Since I had a long length of sock left, I did more balls exactly as I had the first.

Then the whole strand of balls goes in the washing machine with some towels or jeans or even tennis balls to help agitate it.  I ran it through a hot wash with a cold rinse.

 Because this alpaca had lots of long hairs (and a few guard hairs) in it, some ends poked through the sock and this is what it looked like when it came out.

 Cut off the knots. 

 Peel back the sock as best you can.  Where a lot of fiber has come through, this is difficult.  For dryer balls you don't really care if there is sock material left on the ball, but if it bothers you, you can cut it off with scissors.

 This is what they looked like when I was done removing the sock material.  Since I went ahead and cut the extra material off, they weren't as smooth as I wanted them.  So I dumped them back in the wash with the next load of clothes I had ready to wash.

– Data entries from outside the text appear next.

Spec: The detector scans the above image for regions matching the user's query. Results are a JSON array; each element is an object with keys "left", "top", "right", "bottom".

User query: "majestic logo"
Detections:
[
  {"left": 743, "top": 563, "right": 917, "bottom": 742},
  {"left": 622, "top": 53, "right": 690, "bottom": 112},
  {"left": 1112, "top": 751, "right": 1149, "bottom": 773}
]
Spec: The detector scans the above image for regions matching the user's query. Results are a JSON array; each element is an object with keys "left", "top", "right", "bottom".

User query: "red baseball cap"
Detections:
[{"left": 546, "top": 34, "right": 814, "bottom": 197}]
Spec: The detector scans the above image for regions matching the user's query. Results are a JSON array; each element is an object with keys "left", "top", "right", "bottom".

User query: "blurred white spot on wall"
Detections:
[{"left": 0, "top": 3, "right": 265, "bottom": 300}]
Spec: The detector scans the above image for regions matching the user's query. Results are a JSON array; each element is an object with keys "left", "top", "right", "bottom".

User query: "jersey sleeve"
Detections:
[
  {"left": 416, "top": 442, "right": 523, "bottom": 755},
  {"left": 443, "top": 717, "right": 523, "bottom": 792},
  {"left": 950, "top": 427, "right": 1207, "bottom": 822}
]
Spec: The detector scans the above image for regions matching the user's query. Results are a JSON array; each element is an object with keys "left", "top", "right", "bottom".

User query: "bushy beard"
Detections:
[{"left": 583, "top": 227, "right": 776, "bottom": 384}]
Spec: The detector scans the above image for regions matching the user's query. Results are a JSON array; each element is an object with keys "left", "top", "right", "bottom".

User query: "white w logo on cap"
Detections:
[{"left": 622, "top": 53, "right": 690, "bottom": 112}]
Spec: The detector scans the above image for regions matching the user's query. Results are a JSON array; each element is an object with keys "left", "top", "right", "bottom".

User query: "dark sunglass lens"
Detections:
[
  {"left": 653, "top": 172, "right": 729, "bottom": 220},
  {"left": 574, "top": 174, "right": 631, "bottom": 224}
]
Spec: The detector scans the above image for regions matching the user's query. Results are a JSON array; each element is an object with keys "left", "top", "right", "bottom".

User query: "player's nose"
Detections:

This is what they looked like after going through the washing machine twice.  Now they are ready to be dryer balls.  I'll let you know if they work!



Lace-lovin' Librarian ~ Diane said...

I"ve wound balls of 100% wool for dryer balls, but I've never tried felted balls with roving... great idea!

I've been using mine for two or three years. I think they work, but I've never been one to use dryer sheets or fabric softener, so I'm not sure if they make a difference or not!

Caseymini said...

I am anxious to see how they turn out and how they work. I have a big bag of alpaca fleece that I was wondering what to do with. Thanks Teresa!